Le hamster et les écureuils
Une petite fable écrite avec un ami un dimanche soir autour d'une bière...
Le hamster et les écureuils (Fable contemporaine)
Un hamster solitaire
Décida sans mystère
De faire ami-ami avec des écureuils
Qui, du fond des grands bois, auraient frappé son œil.
Ils furent quatre-vingts à lui faire la fête
Mais lui savait fort bien mener tant de conquêtes
Tant et si bien qu’il en sortit plus que ravi,
Les bajoues bien remplies.
Morale provisoire :
Goûtez, si m’en croyez, n’attendez à demain,
Cueillez les glands, amis, jusqu’au petit matin.
Ce nectar recélé peu à peu s’échappait
De sa bouche entrouverte en filandreux filets.
La précieuse semence aux vertueux secrets
Poissait son poil luisant de la queue au collet.
« Si cet auguste jus rend mon poil éclatant,
Je m’en retourne au bois grignoter d’autres glands. »
Un écureuil galant, plus hautain que les autres,
Sur une souche assis disait des patenôtres.

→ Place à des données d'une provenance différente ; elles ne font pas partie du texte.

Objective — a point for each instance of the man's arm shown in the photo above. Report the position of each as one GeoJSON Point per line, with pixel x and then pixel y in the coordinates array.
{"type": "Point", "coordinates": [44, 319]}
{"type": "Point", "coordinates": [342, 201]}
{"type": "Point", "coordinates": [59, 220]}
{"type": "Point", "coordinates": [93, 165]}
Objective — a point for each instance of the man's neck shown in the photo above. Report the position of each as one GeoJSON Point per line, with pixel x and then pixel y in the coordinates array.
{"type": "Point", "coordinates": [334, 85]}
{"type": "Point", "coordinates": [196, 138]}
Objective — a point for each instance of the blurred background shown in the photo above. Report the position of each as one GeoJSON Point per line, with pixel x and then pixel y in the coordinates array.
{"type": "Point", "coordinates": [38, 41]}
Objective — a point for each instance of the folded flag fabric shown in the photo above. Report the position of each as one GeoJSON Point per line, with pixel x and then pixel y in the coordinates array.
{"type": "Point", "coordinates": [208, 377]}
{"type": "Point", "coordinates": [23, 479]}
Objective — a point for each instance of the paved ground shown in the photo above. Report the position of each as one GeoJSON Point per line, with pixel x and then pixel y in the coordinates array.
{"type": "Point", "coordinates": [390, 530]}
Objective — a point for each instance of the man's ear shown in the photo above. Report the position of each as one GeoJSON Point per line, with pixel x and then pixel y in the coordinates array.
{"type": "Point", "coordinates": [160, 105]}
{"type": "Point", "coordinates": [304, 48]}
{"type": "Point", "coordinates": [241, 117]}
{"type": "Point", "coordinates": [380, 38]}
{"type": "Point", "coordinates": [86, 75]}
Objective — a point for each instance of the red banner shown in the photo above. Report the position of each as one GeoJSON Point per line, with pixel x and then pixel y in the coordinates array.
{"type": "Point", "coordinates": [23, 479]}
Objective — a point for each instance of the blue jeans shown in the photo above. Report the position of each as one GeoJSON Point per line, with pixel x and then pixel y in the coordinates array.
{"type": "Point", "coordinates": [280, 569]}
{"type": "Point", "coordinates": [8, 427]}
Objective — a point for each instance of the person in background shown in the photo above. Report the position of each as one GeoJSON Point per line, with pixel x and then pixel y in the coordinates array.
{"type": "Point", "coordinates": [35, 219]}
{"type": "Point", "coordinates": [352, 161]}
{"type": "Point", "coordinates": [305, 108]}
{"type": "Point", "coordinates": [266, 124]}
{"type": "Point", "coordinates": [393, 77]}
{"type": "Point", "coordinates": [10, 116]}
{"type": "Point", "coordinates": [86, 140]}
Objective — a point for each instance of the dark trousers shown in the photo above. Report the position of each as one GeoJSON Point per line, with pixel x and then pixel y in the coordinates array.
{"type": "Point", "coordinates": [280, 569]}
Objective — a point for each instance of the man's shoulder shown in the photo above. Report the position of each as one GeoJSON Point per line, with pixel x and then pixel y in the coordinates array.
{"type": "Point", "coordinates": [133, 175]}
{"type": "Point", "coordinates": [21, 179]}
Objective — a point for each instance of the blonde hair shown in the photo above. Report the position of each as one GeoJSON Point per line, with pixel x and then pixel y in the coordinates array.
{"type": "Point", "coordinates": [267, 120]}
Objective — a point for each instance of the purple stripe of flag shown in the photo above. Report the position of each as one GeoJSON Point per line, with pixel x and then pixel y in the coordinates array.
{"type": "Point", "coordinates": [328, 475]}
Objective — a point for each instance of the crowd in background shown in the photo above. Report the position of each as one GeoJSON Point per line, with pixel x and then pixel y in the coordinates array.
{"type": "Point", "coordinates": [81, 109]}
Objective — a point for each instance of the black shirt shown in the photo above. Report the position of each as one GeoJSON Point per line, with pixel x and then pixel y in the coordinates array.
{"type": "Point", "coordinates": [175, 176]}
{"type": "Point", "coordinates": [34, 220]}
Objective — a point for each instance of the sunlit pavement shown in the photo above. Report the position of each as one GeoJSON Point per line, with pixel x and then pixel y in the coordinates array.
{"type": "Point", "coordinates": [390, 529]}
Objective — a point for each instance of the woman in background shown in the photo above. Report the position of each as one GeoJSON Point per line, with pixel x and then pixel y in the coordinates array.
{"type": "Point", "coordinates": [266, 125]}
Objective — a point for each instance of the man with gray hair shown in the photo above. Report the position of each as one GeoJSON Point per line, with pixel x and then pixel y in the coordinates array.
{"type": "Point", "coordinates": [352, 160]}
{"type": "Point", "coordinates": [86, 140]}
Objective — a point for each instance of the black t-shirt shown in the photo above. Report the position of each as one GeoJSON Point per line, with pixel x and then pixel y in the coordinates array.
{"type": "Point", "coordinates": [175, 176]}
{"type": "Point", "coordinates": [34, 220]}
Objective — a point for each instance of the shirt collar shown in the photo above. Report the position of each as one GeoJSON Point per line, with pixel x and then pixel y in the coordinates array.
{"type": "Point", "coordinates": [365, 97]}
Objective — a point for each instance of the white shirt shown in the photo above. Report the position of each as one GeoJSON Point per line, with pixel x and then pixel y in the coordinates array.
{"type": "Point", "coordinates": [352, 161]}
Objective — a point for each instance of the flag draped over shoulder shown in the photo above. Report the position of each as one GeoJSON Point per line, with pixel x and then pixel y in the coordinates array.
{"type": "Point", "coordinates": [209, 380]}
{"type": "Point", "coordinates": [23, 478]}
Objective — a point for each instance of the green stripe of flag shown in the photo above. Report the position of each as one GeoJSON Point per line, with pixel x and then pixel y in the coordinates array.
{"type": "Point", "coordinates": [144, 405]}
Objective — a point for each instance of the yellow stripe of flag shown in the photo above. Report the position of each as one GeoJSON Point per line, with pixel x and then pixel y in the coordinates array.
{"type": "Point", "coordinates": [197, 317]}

Messire aux blanches dents l’aborda en ces termes :
« Noble panache roux, je ne veux mettre un terme
A vos pieux élans mais vous offre un avis :
Si vous voulez monter jusques au Paradis,
Après vous laissez-moi m’agiter sans façon
Afin que vous goûtiez la rière-Apollon. »
Le hamster besogna vaillamment l’écureuil,
Lequel se crut déjà parvenu au cercueil.
Il couinait sans répit sous la riante Lune
Qui souriait, ravie de leur bonne fortune.
Quand, à force d’assauts, il parvint à l’extase,
Il dit dans un soupir cette mystique phrase :
« On peut charnellement se laisser emporter,
L’important est pourtant de se bien faire aimer. »
Morale finale :
Et si quatre-vingts glands s’offrent à vos élans,
Espérez donc qu’un seul ne craque sous vos dents.